König Friedrich Wilhelm hielt in diesen Jahren Hannover und Kur— 
hessen für die beiden nächsten Freunde Preußens im Deutschen Bunde, 
denn von Bayern her wurde seine Regierung heftig befehdet, und den 
übrigen Mittelstaaten traute er wenig Widerstandskraft gegen die Libe— 
ralen zu. Darum behandelte er seinen welfischen Oheim mit zarter 
Schonung und setzte sogar bei den widerstrebenden Braunschweigern durch, 
daß jener Harz- und Weserkreis, der das Welfenkönigreich durchschnitt, 
vorläufig noch zwei Jahre lang im Steuervereine verblieb, damit der 
hannoversche Hof Zeit gewönne, sich auf den Zollanschluß vorzubereiten. 

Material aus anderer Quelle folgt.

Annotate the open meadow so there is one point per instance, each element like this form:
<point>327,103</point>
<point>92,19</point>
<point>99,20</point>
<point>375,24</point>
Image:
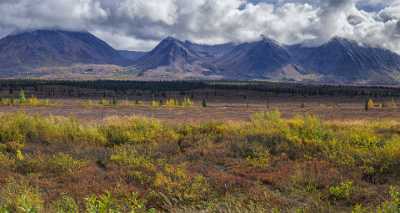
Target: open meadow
<point>68,148</point>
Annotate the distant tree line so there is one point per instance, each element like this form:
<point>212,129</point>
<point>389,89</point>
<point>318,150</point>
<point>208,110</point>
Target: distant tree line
<point>120,87</point>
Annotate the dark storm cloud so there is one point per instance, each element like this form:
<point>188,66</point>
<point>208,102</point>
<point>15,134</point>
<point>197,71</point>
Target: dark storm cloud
<point>138,24</point>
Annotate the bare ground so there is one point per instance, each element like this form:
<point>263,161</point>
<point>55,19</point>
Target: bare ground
<point>327,109</point>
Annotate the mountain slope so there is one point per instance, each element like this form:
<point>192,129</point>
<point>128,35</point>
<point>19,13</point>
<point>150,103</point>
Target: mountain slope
<point>131,55</point>
<point>348,61</point>
<point>253,60</point>
<point>44,48</point>
<point>169,53</point>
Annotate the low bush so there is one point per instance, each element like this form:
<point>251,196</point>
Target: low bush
<point>19,196</point>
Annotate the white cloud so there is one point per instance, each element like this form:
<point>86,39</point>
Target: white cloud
<point>138,24</point>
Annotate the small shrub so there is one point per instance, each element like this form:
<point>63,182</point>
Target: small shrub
<point>174,182</point>
<point>65,204</point>
<point>204,103</point>
<point>102,204</point>
<point>63,163</point>
<point>19,196</point>
<point>341,192</point>
<point>22,98</point>
<point>393,205</point>
<point>187,102</point>
<point>369,104</point>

Die Hannoveraner zeigten sich für solche Freundlichkeit wenig dankbar; 
sie ließen viele Monate verstreichen, bis sie nach wiederholten Mahnungen 
die zugesagten Verhandlungen endlich begannen, und dann stellten sie 
alsbald zwei gleich unannehmbare Bedingungen. Sie verlangten, daß der 
Zollverein seine Zölle auf mehrere der einträglichsten Kolonialwaren be— 
trächtlich herabsetzte und außerdem noch dem Königreiche ein Präzipuum 
gewährte, einen erhöhten Anteil an den gemeinsamen Einnahmen, zur 
Entschädigung für die angeblich größere Konsumtion im Welfenlande. 
Den 2 Millionen Deutschen des Steuervereins zulieb' sollten also die 
28 Millionen des Zollvereins sich ihre ergiebigsten Finanzzölle verderben. 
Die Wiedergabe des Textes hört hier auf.